The vulnerability requires an active IMAP connection to a hostile endpoint. It does not yield code execution or data disclosure, but it can disrupt any service that programmatically connects to IMAP servers, including mail aggregators, webmail backends, and automation scripts that accept user-supplied IMAP hosts.
Root Cause
The response reader trusts the server-supplied literal byte count and allocates the corresponding buffer before validating size against available memory or any configured ceiling. Trusting unauthenticated protocol input for allocation sizing is the core defect.
Attack Vector
The attacker controls or operates the IMAP server the victim connects to. After the TCP connection is established, the server emits a response containing an oversized literal length. The client's receiver thread reads the size, allocates memory, and crashes. Exploitation requires user interaction in the form of initiating an IMAP session, often through an application feature that lets users specify a mail server.
No authentication is required because the malicious response can be sent before or during authentication exchanges over the same connection.

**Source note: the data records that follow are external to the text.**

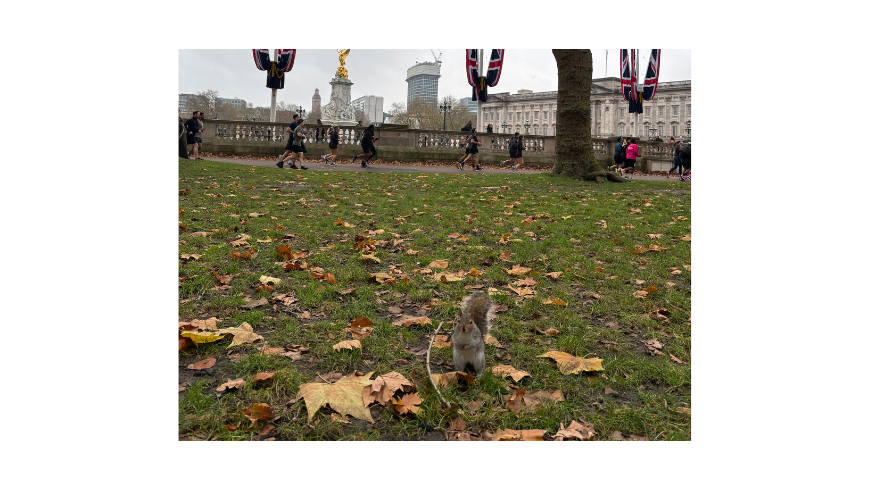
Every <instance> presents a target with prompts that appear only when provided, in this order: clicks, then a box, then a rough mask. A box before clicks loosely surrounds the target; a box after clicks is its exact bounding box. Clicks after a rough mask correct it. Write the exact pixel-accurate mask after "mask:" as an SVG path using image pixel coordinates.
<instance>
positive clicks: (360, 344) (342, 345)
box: [332, 339, 362, 350]
mask: <svg viewBox="0 0 870 490" xmlns="http://www.w3.org/2000/svg"><path fill="white" fill-rule="evenodd" d="M332 348H333V349H334V350H341V349H347V350H354V349H360V350H362V343H360V341H359V340H356V339H354V340H342V341H341V342H339V343H337V344H335V345H333V346H332Z"/></svg>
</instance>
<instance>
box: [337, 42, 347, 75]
mask: <svg viewBox="0 0 870 490" xmlns="http://www.w3.org/2000/svg"><path fill="white" fill-rule="evenodd" d="M336 51H337V52H338V63H339V64H340V65H341V66H339V67H338V70H336V71H335V73H336V74H337V75H338V76H339V77H341V78H347V69H346V68H345V67H344V60H346V59H347V55H348V53H350V50H349V49H336Z"/></svg>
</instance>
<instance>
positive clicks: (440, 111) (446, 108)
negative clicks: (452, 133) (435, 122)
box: [438, 99, 450, 131]
mask: <svg viewBox="0 0 870 490" xmlns="http://www.w3.org/2000/svg"><path fill="white" fill-rule="evenodd" d="M438 112H440V113H442V114H444V127H443V128H441V130H442V131H447V114H450V106H449V105H447V100H446V99H445V100H444V103H443V104H441V105H439V106H438Z"/></svg>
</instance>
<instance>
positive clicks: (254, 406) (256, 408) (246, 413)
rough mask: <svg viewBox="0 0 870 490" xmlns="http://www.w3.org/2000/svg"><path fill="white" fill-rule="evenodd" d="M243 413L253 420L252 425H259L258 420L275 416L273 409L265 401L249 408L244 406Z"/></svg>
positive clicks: (254, 405) (264, 418)
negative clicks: (257, 424)
mask: <svg viewBox="0 0 870 490" xmlns="http://www.w3.org/2000/svg"><path fill="white" fill-rule="evenodd" d="M242 414H243V415H244V416H245V417H247V418H248V419H249V420H250V421H251V427H253V426H255V425H257V422H262V421H263V420H269V419H271V418H274V417H275V414H274V413H272V409H271V408H269V405H267V404H265V403H255V404H253V405H251V406H250V407H249V408H243V409H242Z"/></svg>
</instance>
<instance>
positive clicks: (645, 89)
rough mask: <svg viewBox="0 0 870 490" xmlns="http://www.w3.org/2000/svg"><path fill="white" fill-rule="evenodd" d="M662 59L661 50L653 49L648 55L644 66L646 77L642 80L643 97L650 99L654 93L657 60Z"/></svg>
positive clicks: (655, 80)
mask: <svg viewBox="0 0 870 490" xmlns="http://www.w3.org/2000/svg"><path fill="white" fill-rule="evenodd" d="M661 59H662V50H661V49H654V50H652V53H650V55H649V64H648V65H647V67H646V78H645V79H644V81H643V99H644V100H652V98H653V97H655V95H656V87H657V86H658V84H659V62H660V61H661Z"/></svg>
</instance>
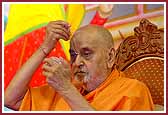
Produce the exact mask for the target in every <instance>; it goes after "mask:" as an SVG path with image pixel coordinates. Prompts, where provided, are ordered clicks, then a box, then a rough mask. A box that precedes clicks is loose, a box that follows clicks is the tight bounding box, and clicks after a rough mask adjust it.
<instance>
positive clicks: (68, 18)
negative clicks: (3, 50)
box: [3, 3, 164, 89]
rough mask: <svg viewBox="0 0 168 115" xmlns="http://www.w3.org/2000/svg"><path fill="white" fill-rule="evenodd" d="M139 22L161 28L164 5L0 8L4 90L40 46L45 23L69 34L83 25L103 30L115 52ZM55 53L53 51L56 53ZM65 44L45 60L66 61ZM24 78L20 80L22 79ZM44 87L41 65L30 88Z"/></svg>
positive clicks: (110, 4)
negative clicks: (2, 27)
mask: <svg viewBox="0 0 168 115" xmlns="http://www.w3.org/2000/svg"><path fill="white" fill-rule="evenodd" d="M142 18H147V19H148V20H149V21H151V22H152V23H154V24H156V25H157V26H158V27H159V28H164V4H113V3H111V4H10V3H4V4H3V22H4V28H3V30H4V38H3V40H4V41H3V42H4V89H5V88H6V87H7V86H8V84H9V82H10V80H11V79H12V78H13V76H14V75H15V73H16V71H17V70H18V69H19V68H20V67H21V66H22V64H23V63H25V62H26V60H27V59H28V58H29V57H30V56H31V55H32V54H33V52H34V51H35V50H36V49H37V48H38V47H39V46H40V44H41V43H42V41H43V39H44V36H45V26H46V25H47V23H48V22H49V21H54V20H65V21H67V22H69V23H70V24H71V26H72V27H71V32H72V33H73V32H74V31H75V30H76V29H77V28H79V27H81V26H84V25H87V24H97V25H100V26H104V27H105V28H107V29H108V30H109V31H110V32H111V34H112V36H113V39H114V43H115V49H117V48H118V46H119V44H120V43H121V42H122V41H123V40H124V39H125V38H126V37H128V36H130V35H133V34H134V30H133V29H134V27H136V26H138V25H139V22H140V20H141V19H142ZM56 49H57V51H56ZM68 50H69V41H68V42H65V41H59V43H58V44H57V46H56V48H55V49H54V50H53V51H52V52H51V53H50V54H49V56H57V57H60V56H61V57H63V58H64V59H66V60H67V61H69V59H70V58H69V53H68ZM23 77H24V76H23ZM44 83H45V77H44V76H42V74H41V65H40V67H39V68H38V70H37V71H36V72H35V74H34V75H33V79H32V81H31V83H30V86H31V87H36V86H39V85H42V84H44Z"/></svg>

Detection Methods for CVE-2025-43857
Indicators of Compromise
- Ruby application processes terminated by the OOM killer shortly after initiating IMAP connections
- Sudden memory spikes in worker processes that perform outbound IMAP traffic on TCP/143 or TCP/993
- Application logs showing NoMemoryError exceptions originating from Net::IMAP response parsing
- Outbound IMAP connections to unexpected or low-reputation hostnames supplied by end users
Detection Strategies
- Inventory Ruby applications and Gemfile.lock entries to identify net-imap versions below 0.5.7, 0.4.20, 0.3.9, or 0.2.5
- Correlate process crash events with outbound IMAP socket activity to flag suspicious server responses
- Inspect network telemetry for IMAP responses containing unusually large literal byte counts in the {N} syntax
Monitoring Recommendations
- Alert on Ruby process memory growth exceeding baselines when IMAP sockets are open
- Track outbound connections to TCP/143 and TCP/993 destinations, especially toward user-supplied hostnames
- Monitor application error logs for repeated Net::IMAP allocation failures or thread terminations
How to Mitigate CVE-2025-43857
Immediate Actions Required
- Upgrade net-imap to 0.5.7, 0.4.20, 0.3.9, or 0.2.5 depending on the supported branch in use
- Audit applications that accept user-supplied IMAP hostnames and restrict them to allowlisted servers where feasible
- Enforce TLS (imaps://) connections to trusted providers to reduce exposure to man-in-the-middle response injection
Patch Information
The maintainers patched the issue in net-imap versions 0.5.7, 0.4.20, 0.3.9, and 0.2.5. The fix bounds the size of literal allocations and rejects responses exceeding the configured limit. See the GitHub Security Advisory GHSA-j3g3-5qv5-52mj and the corresponding pull requests #442, #445, #446, and #447.
Workarounds
- Restrict outbound IMAP connections to a vetted list of trusted mail providers via egress firewall rules
- Run IMAP-consuming workers under strict memory limits (cgroups, container limits) so a crash does not impact other services
- Reject user-supplied IMAP hostnames or require administrator approval before allowing new server endpoints
# Update the net-imap gem to a patched release
bundle update net-imap
# Or pin a fixed version in the Gemfile
# gem 'net-imap', '>= 0.5.7'
# Verify the installed version
bundle list | grep net-imap
Disclaimer: This content was generated using AI. While we strive for accuracy, please verify critical information with official sources.